15. A method for inhibiting neurogenesis during embryogenesis, fetal, neonatal, childhood, puberty or adult life in a human or animal by administering to said subject an effective amount of at least one agent that blocks PR, ER and OR signaling, where said agents are PR antagonist including but not limited to RU-486; ER antagonists including but limited to ICI 182,780 and/or OR antagonists including but not limited to ICI 174,864.

16. The method of claim 15 in which inhibition of neurogenesis is utilized during in vitro fertilization techniques, or in a neurological disorder selected from the group consisting of brain cancer, autism, Angelman syndrome and cerebral palsy.

17. The method of claim 15 in which said agents that decrease PR, ER or OR signaling, is formulated in a pharmaceutically acceptable carrier or diluent such as a pill for oral administration, gel for cutaneous or vaginal administration, or sustained-release composition for suppository, or intramuscular, intravenous or subcutaneous injection.
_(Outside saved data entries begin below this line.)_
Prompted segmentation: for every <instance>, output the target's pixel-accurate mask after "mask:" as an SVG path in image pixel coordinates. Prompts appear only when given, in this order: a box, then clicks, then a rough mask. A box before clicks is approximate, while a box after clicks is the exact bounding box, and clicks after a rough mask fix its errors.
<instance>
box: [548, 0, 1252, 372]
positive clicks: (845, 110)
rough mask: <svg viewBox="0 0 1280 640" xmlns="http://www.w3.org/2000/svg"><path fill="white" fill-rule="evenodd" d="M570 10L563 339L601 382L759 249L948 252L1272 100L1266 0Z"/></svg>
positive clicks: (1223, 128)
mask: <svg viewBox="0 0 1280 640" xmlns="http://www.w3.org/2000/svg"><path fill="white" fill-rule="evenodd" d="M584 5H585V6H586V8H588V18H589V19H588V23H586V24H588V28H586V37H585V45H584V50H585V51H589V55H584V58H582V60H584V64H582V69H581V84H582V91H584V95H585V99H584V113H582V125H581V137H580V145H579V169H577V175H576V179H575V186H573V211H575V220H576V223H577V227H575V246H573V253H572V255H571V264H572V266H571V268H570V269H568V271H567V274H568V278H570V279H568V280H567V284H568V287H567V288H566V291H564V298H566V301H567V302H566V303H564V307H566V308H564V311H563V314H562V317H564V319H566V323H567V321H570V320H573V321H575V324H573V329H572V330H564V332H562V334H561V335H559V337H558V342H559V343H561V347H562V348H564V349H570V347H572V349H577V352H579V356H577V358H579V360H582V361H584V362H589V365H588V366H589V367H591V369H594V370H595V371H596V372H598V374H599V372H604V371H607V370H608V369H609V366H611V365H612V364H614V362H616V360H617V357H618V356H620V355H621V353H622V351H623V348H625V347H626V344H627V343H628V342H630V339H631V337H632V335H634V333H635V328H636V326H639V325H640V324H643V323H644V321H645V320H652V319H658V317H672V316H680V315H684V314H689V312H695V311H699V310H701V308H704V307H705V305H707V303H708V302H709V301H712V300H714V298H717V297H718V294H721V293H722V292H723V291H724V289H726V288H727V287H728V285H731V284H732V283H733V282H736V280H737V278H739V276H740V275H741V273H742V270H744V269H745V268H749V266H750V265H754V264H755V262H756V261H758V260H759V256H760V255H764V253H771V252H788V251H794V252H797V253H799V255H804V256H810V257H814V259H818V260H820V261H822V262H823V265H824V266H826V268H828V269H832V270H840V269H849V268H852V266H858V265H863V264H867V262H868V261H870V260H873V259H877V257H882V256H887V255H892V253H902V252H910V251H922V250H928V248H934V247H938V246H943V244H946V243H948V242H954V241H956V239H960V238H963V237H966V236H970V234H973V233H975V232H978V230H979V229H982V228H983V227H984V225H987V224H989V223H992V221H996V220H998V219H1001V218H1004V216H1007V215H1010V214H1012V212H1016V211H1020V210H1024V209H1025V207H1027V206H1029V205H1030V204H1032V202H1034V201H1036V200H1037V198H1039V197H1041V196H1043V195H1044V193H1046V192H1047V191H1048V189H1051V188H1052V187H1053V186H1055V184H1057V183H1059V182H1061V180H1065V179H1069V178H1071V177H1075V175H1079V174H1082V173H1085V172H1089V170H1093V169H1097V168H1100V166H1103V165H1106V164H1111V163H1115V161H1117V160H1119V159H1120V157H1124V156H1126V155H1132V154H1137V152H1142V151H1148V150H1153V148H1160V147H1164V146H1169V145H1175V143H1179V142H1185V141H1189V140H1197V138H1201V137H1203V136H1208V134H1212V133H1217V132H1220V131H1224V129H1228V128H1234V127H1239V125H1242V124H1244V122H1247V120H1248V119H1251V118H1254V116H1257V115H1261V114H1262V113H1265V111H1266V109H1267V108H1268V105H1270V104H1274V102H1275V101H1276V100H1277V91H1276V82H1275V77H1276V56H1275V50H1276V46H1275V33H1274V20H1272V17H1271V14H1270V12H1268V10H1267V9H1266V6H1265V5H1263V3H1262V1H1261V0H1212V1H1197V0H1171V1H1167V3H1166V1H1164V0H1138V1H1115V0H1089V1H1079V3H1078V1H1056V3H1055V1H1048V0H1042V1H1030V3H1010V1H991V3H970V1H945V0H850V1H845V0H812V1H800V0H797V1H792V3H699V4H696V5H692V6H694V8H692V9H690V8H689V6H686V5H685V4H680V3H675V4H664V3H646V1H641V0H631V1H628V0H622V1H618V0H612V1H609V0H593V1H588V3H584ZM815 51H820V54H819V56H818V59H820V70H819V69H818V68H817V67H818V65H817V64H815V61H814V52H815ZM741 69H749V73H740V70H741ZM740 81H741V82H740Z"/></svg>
18. The method of claim 15 in which said agent is administered at a dose to suppress PR, ER or OR signaling below physiological levels.

19. A method for inducing neurogenesis in vitro where embryonic stem cells (ESC) are grown in media containing essential nutrients plus progestagen for sufficient time to generate neuronal cell types.

20. The method of claim 19 where the cell types are human or animal ESC, embryoid bodies (EBs), rosettes or primary neurons from embryos or adult brains.

21. The method of claim 19 where the media contains an effective level of one or more progestagen (progesterone, pregnenolone, 17α-hydroxypregnenolone, 17α-hydroxyprogesterone, allopregnenolone, alloprogesterone, levonorgestrel, medroxyprogesterone, etonogestrel or other progesterone analogs).

22. The method of claim 19 in which an estrogen is administered together with a progestagen.